Mitt Romney can't seem to convince pro-lifers that he really means it when he says that he's had a conversion on the abortion issue:

[Mitt Romney] ran as a strongly pro-choice Republican in 1994, when he unsuccessfully challenged Sen. Ted Kennedy in Massachusetts, and again in 2002, when he successfully ran for governor. Then, in late 2004, in the midst of a debate in the Massachusetts legislature over stem-cell research, he changed his mind on abortion, and later, in 2005, wrote an op-ed in the Boston Globe explaining that he is now pro-life.

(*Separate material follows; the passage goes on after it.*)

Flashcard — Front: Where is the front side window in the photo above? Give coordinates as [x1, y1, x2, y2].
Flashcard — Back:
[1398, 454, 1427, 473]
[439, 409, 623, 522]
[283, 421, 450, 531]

Since those changes occurred so recently, and since they came at the same time Romney was beginning to explore a run for president — his political action committee, Commonwealth PAC, was formed in July 2004, a few months before his stem-cell decision — a number of pro-life voters view his conversion with some suspicion.

Count me in with the doubters. Abortion really isn't that hard of an issue to understand. Either the fetus is a human person, which means that killing one is murder; or the fetus isn't a human person--one wonders what else it may be--which means that killing one is utterly inconsequential, and abortion no more tragic than swatting a mosquito; or else one doesn't know, which means it's tremendously imprudent to kill that which has its personhood in limbo.

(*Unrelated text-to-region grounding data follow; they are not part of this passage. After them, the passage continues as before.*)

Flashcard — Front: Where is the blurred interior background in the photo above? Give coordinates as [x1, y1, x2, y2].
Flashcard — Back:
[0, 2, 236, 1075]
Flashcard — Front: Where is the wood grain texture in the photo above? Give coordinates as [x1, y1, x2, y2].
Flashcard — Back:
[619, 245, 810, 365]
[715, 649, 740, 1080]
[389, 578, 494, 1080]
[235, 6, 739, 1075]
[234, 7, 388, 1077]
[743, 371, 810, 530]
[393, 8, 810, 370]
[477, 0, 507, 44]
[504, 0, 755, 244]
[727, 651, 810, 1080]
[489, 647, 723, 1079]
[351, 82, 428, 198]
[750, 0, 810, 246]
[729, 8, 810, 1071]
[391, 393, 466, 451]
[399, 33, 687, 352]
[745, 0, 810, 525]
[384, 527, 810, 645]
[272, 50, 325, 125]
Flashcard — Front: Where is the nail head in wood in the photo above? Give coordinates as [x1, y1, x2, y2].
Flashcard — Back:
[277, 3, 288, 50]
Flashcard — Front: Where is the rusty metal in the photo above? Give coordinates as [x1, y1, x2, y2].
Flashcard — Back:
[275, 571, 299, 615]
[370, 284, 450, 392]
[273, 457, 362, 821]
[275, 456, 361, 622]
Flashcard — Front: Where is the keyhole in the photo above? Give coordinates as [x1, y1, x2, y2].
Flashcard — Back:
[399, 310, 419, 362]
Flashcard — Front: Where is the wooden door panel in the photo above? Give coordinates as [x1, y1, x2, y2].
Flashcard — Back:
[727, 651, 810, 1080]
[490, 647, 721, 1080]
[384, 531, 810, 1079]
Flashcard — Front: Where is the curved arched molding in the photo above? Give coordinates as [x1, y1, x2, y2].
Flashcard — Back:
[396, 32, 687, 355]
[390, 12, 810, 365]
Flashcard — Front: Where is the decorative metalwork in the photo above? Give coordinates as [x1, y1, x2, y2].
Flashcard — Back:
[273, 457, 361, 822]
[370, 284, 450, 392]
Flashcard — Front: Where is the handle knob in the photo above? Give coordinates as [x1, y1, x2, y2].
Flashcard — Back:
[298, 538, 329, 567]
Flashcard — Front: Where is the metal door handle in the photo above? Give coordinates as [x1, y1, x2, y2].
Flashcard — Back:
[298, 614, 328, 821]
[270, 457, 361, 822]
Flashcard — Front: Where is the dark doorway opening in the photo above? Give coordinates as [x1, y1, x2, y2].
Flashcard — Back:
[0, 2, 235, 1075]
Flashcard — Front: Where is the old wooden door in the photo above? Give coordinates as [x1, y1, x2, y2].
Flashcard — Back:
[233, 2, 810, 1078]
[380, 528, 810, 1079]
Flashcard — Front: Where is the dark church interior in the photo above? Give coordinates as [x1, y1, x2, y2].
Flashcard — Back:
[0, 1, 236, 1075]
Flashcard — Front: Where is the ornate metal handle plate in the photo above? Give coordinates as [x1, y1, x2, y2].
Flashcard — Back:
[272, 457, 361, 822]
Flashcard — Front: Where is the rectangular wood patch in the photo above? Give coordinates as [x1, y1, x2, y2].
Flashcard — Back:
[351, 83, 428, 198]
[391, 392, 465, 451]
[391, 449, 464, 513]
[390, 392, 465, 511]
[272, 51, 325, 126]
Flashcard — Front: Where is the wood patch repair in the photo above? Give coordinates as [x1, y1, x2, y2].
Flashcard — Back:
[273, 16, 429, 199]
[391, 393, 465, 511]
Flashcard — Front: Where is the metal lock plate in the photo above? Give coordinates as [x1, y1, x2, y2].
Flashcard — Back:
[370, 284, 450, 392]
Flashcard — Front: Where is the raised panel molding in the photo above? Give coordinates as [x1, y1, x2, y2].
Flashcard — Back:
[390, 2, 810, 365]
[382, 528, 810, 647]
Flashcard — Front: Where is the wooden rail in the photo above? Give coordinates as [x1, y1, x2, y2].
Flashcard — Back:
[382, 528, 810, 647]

Romney's move appears to be one of sheer political expediency. As one who supports principled candidates, this attempt at political pragmaticism is revolting. We pro-lifers are going to have enough trouble getting Roe v. Wade overturned without nominating candidates who are, at best, not bothered by the abortion holocaust.

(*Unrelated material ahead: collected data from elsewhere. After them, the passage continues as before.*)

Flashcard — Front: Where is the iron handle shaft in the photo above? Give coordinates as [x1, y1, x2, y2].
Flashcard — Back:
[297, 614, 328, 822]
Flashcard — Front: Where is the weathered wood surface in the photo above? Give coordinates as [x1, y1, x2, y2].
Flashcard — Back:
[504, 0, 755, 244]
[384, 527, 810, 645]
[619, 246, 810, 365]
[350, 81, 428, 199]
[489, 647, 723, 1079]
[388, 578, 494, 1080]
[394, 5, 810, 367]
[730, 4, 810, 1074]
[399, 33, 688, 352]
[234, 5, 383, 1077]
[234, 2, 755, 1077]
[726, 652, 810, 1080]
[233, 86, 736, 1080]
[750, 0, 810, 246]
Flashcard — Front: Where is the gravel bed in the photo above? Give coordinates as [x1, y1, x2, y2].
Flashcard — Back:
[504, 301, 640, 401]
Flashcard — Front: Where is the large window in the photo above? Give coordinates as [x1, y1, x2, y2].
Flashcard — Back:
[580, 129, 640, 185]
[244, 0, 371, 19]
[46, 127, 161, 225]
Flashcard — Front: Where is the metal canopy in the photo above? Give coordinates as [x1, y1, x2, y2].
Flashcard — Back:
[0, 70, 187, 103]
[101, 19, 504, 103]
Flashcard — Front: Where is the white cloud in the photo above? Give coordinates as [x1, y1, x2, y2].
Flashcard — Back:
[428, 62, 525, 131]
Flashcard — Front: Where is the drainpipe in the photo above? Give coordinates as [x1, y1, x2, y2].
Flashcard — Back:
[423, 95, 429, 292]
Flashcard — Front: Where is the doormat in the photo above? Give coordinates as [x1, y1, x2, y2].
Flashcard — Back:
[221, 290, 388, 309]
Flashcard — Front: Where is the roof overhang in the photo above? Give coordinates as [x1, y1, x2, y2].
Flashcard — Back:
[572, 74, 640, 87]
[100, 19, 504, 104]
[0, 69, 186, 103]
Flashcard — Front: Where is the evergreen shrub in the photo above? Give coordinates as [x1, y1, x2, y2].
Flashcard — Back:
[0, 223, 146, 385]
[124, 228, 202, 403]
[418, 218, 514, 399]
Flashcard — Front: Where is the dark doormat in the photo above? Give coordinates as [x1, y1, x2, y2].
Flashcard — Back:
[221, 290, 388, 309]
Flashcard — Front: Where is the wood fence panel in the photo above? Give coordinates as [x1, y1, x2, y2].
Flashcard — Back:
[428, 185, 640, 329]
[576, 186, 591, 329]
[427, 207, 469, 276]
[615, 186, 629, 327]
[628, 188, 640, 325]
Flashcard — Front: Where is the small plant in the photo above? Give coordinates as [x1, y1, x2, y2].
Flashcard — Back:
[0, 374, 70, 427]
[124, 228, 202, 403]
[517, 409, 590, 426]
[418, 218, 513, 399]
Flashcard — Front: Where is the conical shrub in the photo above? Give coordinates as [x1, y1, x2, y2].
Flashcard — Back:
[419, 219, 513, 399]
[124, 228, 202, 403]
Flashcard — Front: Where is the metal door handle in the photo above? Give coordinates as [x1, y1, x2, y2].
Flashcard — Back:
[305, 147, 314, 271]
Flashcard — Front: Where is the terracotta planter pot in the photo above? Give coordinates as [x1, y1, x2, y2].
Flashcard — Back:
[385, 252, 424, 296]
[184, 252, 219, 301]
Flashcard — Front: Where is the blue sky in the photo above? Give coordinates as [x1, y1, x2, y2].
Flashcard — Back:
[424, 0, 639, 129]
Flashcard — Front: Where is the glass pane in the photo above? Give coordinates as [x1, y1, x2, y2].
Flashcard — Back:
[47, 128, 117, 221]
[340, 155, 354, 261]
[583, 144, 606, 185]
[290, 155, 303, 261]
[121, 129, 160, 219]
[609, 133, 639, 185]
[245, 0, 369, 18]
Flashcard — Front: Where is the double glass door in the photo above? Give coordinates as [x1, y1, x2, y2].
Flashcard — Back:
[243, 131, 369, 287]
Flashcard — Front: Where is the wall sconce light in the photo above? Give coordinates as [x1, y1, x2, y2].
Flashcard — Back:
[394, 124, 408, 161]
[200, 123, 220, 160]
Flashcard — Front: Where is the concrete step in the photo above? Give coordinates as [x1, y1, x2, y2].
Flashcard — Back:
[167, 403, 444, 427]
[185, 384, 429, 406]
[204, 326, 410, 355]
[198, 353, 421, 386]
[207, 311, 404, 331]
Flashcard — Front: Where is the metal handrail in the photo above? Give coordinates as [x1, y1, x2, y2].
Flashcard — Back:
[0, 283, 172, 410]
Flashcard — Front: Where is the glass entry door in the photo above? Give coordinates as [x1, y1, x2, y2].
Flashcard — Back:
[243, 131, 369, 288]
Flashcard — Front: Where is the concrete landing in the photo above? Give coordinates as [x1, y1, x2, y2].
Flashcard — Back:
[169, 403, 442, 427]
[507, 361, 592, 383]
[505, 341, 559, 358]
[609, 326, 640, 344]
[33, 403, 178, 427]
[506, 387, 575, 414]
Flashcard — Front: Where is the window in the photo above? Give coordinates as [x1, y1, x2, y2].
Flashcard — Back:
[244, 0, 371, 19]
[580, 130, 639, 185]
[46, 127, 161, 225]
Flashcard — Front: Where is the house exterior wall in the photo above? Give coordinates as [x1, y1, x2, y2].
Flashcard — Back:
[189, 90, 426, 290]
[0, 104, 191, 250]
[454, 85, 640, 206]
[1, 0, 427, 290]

But suppose we take Romney at his word, though, just why we would do that with a politician is beyond me. What if the conversion is genuine? If it is, this bespeaks an intellectual and philosophical sluggishness. What does it say about a man who waits until he is over fifty years old to take a serious look at abortion? Was he really so busy running Massachusetts that he couldn't take the time to read up on one of the most important issues of the day? Forget, for a moment, that he was a governor. Any citizen who waits until after fifty to examine an issue of this nature is immediately suspect.

Romney is either a political hack who will say anything to get elected, or he is a lazy coward, too unconcerned to study important issues and then take a convicted stand on them. In many respects, the latter is tantamount to the former. Romney, like most of the other candidates, is plainly unworthy to lead.